ENEWS, POLMAN ••》Di tengah sorotan publik terkait proses seleksi tenaga honorer yang diangkat menjadi Pegawai Pemerintah dengan Perjanjian Kerja Paruh Waktu (PPPK-PW) di Kelurahan Balanipa, Kecamatan Balanipa, Kabupaten Polewali Mandar awal 2026, Lurah Balanipa Nurdin Djalaluddin akhirnya angkat bicara.
Nurdin memberikan klarifikasi atas tudingan salah seorang warga bernama Ramzah yang menyebut dirinya tidak mengusulkan sejumlah tenaga honorer untuk diangkat menjadi PPPK-PW.
Dalam pernyataan resminya, Nurdin membantah seluruh tudingan tersebut.
Ia menegaskan bahwa semua nama yang dipersoalkan telah diusulkan ke Badan Kepegawaian, Pendidikan dan Pelatihan (BKPP) Polewali Mandar.
“Semua nama-nama sebanyak 17 orang telah diusulkan ke BKPP Polewali Mandar. Sembilan orang dinyatakan lolos seleksi, sementara delapan lainnya tidak,” kata Nurdin saat ditemui di kantornya, Jumat (20/2/2026).
Menurutnya, proses kelulusan sepenuhnya menjadi kewenangan BKPP sebagai instansi yang berwenang melakukan verifikasi dan penetapan hasil seleksi.
“Saya sudah menjalankan tugas sebatas mengusulkan sesuai ketentuan. Soal siapa yang lolos atau tidak, itu bukan kewenangan saya,” jelasnya.
Nurdin juga menyampaikan bahwa 17 tenaga honorer yang diusulkan disesuaikan dengan kemampuan anggaran operasional kelurahan.
Langkah tersebut, kata dia, mengikuti arahan dari BKPP agar setiap kelurahan mengusulkan tenaga honorer sesuai kapasitas keuangan operasional masing-masing.

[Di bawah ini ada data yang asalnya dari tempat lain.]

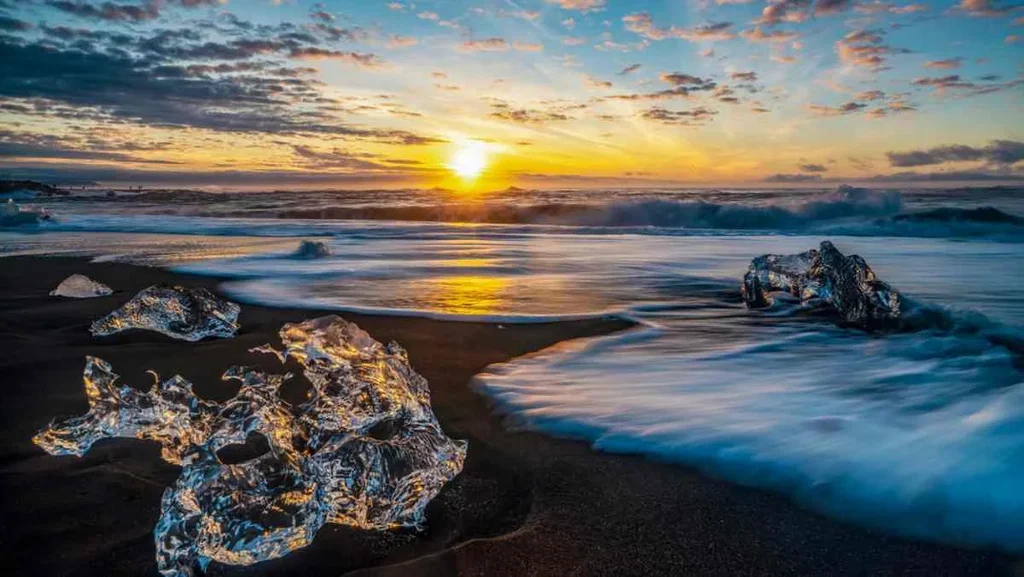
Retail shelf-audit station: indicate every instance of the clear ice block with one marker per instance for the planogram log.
(364, 450)
(182, 313)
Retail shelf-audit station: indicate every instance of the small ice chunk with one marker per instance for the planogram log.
(365, 450)
(186, 314)
(13, 215)
(80, 286)
(845, 283)
(312, 249)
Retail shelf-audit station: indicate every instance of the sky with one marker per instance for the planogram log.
(482, 94)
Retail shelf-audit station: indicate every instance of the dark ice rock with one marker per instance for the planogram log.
(80, 286)
(13, 215)
(845, 283)
(364, 450)
(186, 314)
(312, 249)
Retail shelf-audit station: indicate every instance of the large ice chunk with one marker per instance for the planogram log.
(364, 450)
(187, 314)
(846, 283)
(80, 286)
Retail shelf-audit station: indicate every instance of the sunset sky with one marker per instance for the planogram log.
(488, 93)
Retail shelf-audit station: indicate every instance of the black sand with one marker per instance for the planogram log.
(525, 504)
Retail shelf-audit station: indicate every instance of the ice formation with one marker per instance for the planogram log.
(846, 283)
(187, 314)
(80, 286)
(312, 249)
(364, 450)
(12, 215)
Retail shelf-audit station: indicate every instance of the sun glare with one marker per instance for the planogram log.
(469, 160)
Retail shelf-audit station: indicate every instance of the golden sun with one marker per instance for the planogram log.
(469, 160)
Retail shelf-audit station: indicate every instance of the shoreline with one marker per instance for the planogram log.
(524, 504)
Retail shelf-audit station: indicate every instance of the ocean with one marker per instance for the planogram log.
(919, 431)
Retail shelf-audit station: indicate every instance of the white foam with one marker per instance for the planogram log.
(920, 434)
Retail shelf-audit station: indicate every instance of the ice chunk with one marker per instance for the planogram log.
(12, 215)
(846, 283)
(187, 314)
(364, 450)
(312, 249)
(80, 286)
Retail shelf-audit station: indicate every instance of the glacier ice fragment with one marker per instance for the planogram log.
(845, 283)
(80, 286)
(311, 249)
(186, 314)
(364, 450)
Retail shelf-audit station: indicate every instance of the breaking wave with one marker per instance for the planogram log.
(846, 202)
(848, 210)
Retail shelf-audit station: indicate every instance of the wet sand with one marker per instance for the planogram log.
(524, 504)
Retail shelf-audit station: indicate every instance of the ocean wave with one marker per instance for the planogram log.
(918, 434)
(846, 210)
(846, 202)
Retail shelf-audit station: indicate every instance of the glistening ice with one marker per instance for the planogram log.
(364, 450)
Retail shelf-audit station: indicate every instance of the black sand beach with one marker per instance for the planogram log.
(524, 504)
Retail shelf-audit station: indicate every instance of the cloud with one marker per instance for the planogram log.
(395, 41)
(596, 83)
(13, 25)
(108, 10)
(680, 79)
(527, 47)
(877, 6)
(484, 45)
(848, 108)
(954, 82)
(793, 178)
(986, 8)
(357, 58)
(112, 88)
(870, 95)
(865, 48)
(582, 5)
(693, 117)
(503, 111)
(115, 11)
(642, 24)
(997, 152)
(683, 85)
(31, 146)
(813, 168)
(785, 11)
(828, 7)
(758, 35)
(947, 64)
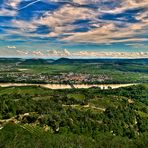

Terkait isu adanya penandaan atau “contreng” terhadap nama-nama tertentu dalam proses seleksi, Nurdin menegaskan hal itu tidak berkaitan dengan dirinya maupun pihak kelurahan.
“Masalah contreng itu tidak ada sangkut pautnya dengan saya selaku Lurah Balanipa. Ada pernyataan langsung dari operator BKPP yang menangani data Kecamatan Balanipa,” tegasnya.
Ia menambahkan, jika terdapat surat keputusan (SK) yang ditandatangani sebelumnya, hal tersebut bukan dilakukan olehnya.
Nurdin menyebut para tenaga honorer tersebut sudah ada sebelum dirinya menjabat sebagai Lurah Balanipa.
“Tenaga honorer tersebut sudah ada sebelum saya menjabat. Saya baru menjabat sebagai Lurah Balanipa sekitar setahun lebih sejak 2024 lalu,” ujarnya.
Menutup keterangannya, Nurdin menegaskan bahwa informasi yang beredar di media terkait dirinya tidak mengusulkan tenaga honorer adalah tidak benar.
Ia mengaku memiliki berita acara resmi yang menunjukkan seluruh nama yang dipersoalkan telah diusulkan sesuai prosedur.
“Saya berharap masyarakat tidak mudah terpengaruh oleh informasi yang belum tentu kebenarannya,” ucapnya.
Nurdin mengajak semua pihak untuk mengedepankan klarifikasi berbasis data dan dokumen resmi agar polemik tidak berkembang menjadi kesalahpahaman yang merugikan banyak pihak.